The FSHD Society announced the opening today of its FSHD Connect Classroom, the first online, full-day educational conference in the organization’s history. The online conference takes the place of FSHD Connect, the premier global educational meeting for facioscapulohumeral muscular dystrophy (FSHD), which was cancelled this year due to COVID-19. Nearly 300 individuals and families living with FSHD are attending the online meeting, alongside researchers, clinicians, industry representatives and patient advocacy organizations from around the world.

“Because of COVID-19, we had to switch from an in-person meeting to online, but this has opened the opportunity to participate for many families who previously were unable to attend,” noted Mark Stone, CEO of the Society. “Our organizing committee has devised an informative and exciting program everyone living with FSHD will want know. We hope attendees will come away feeling invigorated, empowered, and entertained.”

This year’s program will include an exciting array of talks explaining the cause of FSHD, how to address symptoms, make adaptations to homes, use orthotics, and understand the benefits of psychodynamic approaches to managing chronic conditions like FSHD. Leading researchers will explain various strategies and the progress being made toward developing treatments.

The field is in the midst of a Phase 2b clinical trial for the first disease-modifying therapy for FSHD. Researchers speaking at FSHD Connect Classroom will discuss how this trial as well as a large natural history study called ReSOLVE have responded to the challenges of collecting data while keeping volunteers safe during the COVID-19 pandemic.

The 2020 FSHD Connect Classroom will also recognize two individuals who have made outstanding contributions to the FSHD Society. Amy Bekier of San Diego, California, is receiving the Community Hero award for her decades-long advocacy and service as founder of the Southern California Celebrity Walk & Roll to Cure FSHD, Director of the San Diego Chapter, and member of the FSHD Society board of directors. Judith Seslowe, of White Plains, New York, will receive the Legacy Award for chairing many fundraising events, including the Festive Evening of Song, a benefit concert and appeal, that was held from 2009 to 2019 and raised more than $2.3 million. “We are delighted to honor these 2 people in our community that have gone above-and-beyond to raise awareness and critical funds for everyone living with FSHD,” says Beth Johnston, Chief Community Engagement Officer.

This year’s foundation and industry supporters include: Allard, the James Chin Scholarship Fund, National Institutes of Health, Optum Health, and PerkinElmer Genomics.

“The dedication and generous support of our community and sponsors is what makes events like FSHD Connect Classroom possible,” said Stone. “They have stood by us, knowing that the vital work of our community must prevail against the challenges of these times.”

About the FSHD Society
The FSHD Society is the world’s largest research-focused patient organization for facioscapulohumeral muscular dystrophy (FSHD), one of the most prevalent forms of muscular dystrophy.
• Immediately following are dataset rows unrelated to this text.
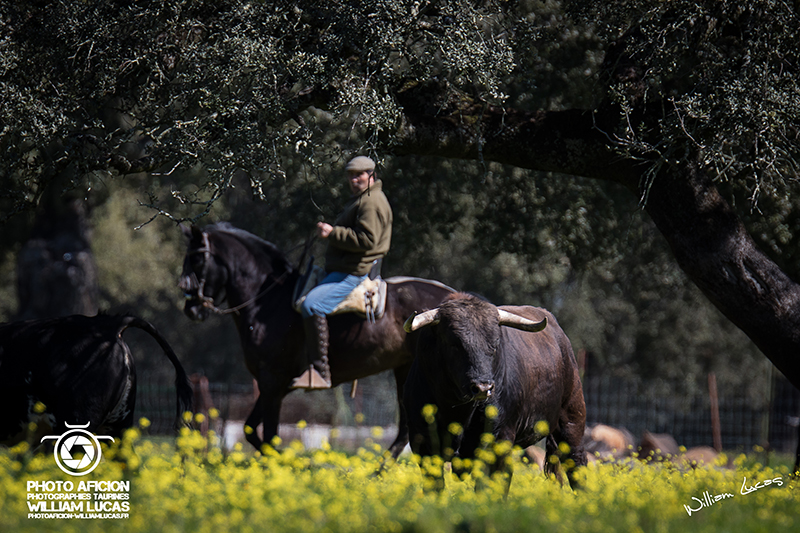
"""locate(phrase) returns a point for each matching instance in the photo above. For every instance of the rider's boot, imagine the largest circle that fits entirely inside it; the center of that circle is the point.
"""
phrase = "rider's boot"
(316, 349)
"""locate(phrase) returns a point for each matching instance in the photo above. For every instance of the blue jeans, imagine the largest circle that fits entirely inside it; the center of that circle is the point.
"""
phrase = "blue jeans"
(330, 292)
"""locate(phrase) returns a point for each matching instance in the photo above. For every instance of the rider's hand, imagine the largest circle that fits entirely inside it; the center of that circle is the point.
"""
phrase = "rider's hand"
(323, 229)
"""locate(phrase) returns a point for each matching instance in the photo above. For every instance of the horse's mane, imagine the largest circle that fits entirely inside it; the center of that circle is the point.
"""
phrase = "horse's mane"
(252, 242)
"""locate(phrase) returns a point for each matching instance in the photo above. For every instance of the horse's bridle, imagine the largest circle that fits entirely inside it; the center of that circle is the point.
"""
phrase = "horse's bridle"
(208, 301)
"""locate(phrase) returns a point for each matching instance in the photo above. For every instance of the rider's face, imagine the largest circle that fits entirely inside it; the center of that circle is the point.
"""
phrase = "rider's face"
(359, 181)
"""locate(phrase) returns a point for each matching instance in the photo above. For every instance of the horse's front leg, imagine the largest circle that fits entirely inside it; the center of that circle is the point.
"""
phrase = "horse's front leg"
(399, 444)
(252, 423)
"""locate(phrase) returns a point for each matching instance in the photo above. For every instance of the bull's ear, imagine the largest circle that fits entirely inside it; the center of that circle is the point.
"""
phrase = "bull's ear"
(416, 321)
(515, 321)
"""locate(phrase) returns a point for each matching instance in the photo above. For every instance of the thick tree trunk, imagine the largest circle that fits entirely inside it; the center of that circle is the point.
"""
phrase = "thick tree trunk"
(713, 247)
(708, 239)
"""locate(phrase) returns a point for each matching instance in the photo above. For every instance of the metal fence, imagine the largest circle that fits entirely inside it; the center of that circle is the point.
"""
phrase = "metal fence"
(610, 401)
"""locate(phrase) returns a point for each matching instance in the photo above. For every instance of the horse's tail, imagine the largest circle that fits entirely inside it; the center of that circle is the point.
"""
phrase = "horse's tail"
(182, 385)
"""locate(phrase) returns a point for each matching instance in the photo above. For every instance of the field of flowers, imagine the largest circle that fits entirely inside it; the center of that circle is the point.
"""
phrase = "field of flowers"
(189, 484)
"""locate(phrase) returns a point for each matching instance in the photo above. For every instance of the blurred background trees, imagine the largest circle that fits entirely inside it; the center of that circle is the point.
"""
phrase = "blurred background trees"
(119, 119)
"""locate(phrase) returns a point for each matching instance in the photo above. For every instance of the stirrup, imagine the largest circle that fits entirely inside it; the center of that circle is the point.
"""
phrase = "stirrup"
(310, 379)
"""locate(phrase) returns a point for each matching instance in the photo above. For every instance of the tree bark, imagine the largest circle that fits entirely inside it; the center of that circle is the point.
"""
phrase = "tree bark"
(707, 238)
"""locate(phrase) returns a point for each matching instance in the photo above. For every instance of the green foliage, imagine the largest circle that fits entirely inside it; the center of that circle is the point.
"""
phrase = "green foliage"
(230, 101)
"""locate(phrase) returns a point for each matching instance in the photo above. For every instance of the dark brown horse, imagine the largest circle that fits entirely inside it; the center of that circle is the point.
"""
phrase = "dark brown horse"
(256, 280)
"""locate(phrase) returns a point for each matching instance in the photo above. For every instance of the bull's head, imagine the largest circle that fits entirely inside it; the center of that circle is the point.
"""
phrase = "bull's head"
(467, 337)
(203, 278)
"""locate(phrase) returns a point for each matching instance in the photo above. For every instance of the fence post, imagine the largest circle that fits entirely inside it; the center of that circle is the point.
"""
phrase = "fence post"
(715, 425)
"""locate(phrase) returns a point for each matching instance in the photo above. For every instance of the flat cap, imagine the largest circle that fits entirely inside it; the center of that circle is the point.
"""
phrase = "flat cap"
(360, 164)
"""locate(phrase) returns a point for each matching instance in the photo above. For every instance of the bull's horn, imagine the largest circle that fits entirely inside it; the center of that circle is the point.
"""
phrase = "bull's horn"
(416, 321)
(515, 321)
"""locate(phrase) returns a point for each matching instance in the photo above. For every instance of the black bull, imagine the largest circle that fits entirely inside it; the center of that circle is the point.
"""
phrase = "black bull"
(466, 360)
(80, 369)
(224, 263)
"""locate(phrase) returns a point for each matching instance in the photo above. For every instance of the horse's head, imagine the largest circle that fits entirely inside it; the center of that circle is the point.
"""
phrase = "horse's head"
(204, 276)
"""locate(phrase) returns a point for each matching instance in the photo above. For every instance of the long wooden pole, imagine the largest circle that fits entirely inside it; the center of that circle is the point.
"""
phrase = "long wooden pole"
(715, 425)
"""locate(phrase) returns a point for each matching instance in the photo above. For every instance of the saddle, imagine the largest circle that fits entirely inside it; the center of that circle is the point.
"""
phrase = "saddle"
(368, 299)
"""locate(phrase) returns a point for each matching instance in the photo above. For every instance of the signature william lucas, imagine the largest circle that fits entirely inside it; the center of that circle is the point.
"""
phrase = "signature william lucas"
(707, 499)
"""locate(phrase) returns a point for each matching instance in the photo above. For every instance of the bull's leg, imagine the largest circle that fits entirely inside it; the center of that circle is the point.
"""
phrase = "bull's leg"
(504, 464)
(252, 423)
(400, 375)
(572, 425)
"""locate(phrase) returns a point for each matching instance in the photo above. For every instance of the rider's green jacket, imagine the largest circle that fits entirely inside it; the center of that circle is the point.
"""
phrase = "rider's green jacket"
(361, 233)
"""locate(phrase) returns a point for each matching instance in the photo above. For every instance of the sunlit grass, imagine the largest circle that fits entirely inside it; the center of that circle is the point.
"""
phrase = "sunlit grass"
(189, 483)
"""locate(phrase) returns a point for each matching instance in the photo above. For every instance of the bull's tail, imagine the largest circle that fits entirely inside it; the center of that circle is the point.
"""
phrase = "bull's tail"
(182, 385)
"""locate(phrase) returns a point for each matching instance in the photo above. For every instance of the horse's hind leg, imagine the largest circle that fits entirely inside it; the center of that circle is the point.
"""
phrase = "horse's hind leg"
(252, 423)
(396, 448)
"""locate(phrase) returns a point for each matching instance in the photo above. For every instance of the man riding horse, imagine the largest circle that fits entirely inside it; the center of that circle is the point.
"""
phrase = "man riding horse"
(360, 236)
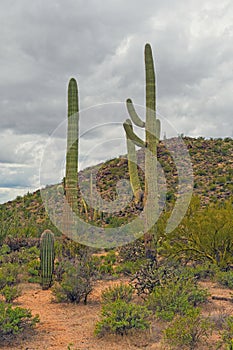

The Society has catalyzed major advancements and is accelerating the development of treatments and a cure to end the pain, disability, and suffering endured by one million people worldwide who live with FSHD. The FSHD Society has transformed the landscape for FSHD research and is committed to making sure that no one faces this disease alone. The Society offers a community of support, news, and information through its website at https://www.fshdsociety.org.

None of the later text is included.